Die ukrainische Charkow-Offensive im September 2022 wurde gegen eine äußerst begrenzte und überdehnte russische Streitmacht ohne ernsthafte Verteidigungsanlagen durchgeführt. Der Vorstoß im Gebiet Cherson vom August bis November 2022 wurde ebenfalls gegen erschöpfte und überdehnte russische Verteidiger durchgeführt, führte jedoch nur zu begrenzten Erfolgen mit schweren Verlusten auf ukrainischer Seite.
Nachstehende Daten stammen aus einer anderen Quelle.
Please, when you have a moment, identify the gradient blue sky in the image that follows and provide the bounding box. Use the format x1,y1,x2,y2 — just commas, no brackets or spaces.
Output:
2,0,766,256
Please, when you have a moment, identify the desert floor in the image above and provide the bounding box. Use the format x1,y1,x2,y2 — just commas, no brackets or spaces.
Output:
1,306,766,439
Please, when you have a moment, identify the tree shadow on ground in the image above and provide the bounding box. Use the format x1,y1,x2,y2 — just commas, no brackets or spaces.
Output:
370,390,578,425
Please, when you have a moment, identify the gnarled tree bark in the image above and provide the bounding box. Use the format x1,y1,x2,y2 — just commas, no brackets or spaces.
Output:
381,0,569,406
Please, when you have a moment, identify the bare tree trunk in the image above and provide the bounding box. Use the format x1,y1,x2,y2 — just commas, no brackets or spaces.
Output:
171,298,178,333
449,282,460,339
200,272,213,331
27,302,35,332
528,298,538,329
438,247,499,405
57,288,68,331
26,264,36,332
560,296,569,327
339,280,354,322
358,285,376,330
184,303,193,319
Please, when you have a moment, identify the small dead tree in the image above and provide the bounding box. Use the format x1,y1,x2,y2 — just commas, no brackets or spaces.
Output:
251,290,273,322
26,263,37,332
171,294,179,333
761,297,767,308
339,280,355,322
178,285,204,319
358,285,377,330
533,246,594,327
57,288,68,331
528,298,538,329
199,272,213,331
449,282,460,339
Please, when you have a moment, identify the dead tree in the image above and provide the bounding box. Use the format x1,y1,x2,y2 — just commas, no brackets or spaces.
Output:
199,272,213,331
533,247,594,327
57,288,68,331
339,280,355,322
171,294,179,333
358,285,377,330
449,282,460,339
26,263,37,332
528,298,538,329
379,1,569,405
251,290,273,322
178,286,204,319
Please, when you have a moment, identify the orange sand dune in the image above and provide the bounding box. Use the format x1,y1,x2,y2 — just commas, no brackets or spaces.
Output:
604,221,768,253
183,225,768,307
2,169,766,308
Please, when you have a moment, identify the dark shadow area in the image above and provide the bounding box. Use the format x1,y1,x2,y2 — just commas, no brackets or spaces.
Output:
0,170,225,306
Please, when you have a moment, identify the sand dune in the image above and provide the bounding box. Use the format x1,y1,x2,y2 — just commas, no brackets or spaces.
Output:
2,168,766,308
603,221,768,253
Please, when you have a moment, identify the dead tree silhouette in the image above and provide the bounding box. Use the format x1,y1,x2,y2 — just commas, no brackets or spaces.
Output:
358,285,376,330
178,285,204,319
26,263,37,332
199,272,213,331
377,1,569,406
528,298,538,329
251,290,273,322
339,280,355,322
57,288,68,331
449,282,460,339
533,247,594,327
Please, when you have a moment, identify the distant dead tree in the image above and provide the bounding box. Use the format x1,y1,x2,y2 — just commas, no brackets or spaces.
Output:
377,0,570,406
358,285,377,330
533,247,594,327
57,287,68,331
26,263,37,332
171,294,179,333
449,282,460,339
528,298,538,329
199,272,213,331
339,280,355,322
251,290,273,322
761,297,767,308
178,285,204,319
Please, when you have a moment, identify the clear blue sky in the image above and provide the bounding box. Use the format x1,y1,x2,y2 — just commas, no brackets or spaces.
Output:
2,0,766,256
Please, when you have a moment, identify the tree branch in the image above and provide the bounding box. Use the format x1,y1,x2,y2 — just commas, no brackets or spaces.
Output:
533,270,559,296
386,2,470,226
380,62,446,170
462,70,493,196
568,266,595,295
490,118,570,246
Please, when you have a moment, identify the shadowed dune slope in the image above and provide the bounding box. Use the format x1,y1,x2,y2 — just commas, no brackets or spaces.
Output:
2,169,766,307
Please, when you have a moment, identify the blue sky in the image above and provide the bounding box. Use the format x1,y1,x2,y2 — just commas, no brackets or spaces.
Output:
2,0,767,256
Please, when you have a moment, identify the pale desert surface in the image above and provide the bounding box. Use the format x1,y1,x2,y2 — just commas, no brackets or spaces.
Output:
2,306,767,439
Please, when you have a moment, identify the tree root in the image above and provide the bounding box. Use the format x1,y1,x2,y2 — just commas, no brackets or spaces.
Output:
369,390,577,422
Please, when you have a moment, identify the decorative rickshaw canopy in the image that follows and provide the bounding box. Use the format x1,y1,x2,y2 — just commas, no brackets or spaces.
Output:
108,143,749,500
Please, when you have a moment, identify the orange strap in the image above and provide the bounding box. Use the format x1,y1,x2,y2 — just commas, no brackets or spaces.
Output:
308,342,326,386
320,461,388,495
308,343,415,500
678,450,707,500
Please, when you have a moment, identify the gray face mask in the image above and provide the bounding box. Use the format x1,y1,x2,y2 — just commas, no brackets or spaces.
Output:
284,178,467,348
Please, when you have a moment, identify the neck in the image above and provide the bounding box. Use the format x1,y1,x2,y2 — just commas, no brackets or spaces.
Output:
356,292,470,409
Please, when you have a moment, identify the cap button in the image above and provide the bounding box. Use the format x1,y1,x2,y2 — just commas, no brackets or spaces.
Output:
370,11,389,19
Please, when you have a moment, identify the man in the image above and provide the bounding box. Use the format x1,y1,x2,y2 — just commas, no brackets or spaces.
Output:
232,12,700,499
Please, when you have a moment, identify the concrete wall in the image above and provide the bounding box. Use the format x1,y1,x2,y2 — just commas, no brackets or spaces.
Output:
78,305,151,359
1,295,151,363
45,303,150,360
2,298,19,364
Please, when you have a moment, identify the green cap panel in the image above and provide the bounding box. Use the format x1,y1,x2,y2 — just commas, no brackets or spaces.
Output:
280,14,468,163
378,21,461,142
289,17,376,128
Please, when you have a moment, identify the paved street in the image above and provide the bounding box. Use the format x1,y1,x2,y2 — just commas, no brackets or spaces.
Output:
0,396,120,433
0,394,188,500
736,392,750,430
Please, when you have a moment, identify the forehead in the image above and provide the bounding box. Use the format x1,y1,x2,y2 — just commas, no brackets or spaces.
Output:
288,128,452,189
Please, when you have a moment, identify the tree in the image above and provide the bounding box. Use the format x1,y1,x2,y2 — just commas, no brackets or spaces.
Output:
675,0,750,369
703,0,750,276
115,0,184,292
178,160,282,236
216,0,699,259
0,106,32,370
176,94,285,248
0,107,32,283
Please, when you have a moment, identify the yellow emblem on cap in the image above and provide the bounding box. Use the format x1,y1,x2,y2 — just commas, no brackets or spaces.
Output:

Die drohende Zerstörung der Dnjepr-Übergänge zwang schließlich die Russen zum Rückzug auf das linke Ufer.
Angesichts dessen erschien es seltsam, von den Ukrainern unter den neuen Bedingungen, die im Sommer dieses Jahres vorherrschten, einen Erfolg zu erwarten: Das zahlenmäßige Kräfteverhältnis hatte sich zugunsten Moskaus verschoben, die russische Verteidigungslinie war gut ausgebaut und befestigt und auch die Mobilisierung der heimischen Industrie zeigte erste Ergebnisse.
Das eigentliche Ziel der Offensive bestand also nicht darin, die russischen Streitkräfte zu besiegen und sich Zugang zum Asowschen Meer zu verschaffen, sondern vielmehr darin, Moskau zu Verhandlungen zu für den Westen günstigen Bedingungen zu zwingen. Dazu musste erstens bewiesen werden, dass Kiew die strategische Initiative hat, dass man zweitens der russischen Armee schwere Verluste zufügen konnte, was wiederum die innenpolitische Lage in Russland destabilisiert hätte und drittens, einige Fortschritte zu erzielen, um eine Art Sieg erringen zu können.
Krise der ukrainischen Strategie
Die ukrainische Offensive verfolgte in erster Linie politische Ziele. Das Hauptkriterium für ihren Erfolg bestand darin, die Stimmung in der russischen Gesellschaft und die Wahrnehmung der Lage durch die russische Führung zu verändern. Ein solches Vorgehen war während des gesamten bisherigen Konflikts charakteristisch für Kiew. Ein Großteil der Bemühungen der Ukraine – und vielleicht auch die meisten ihrer Verluste – entfielen auf Operationen, die darauf abzielten, eine starke Medienwirkung zu erzielen.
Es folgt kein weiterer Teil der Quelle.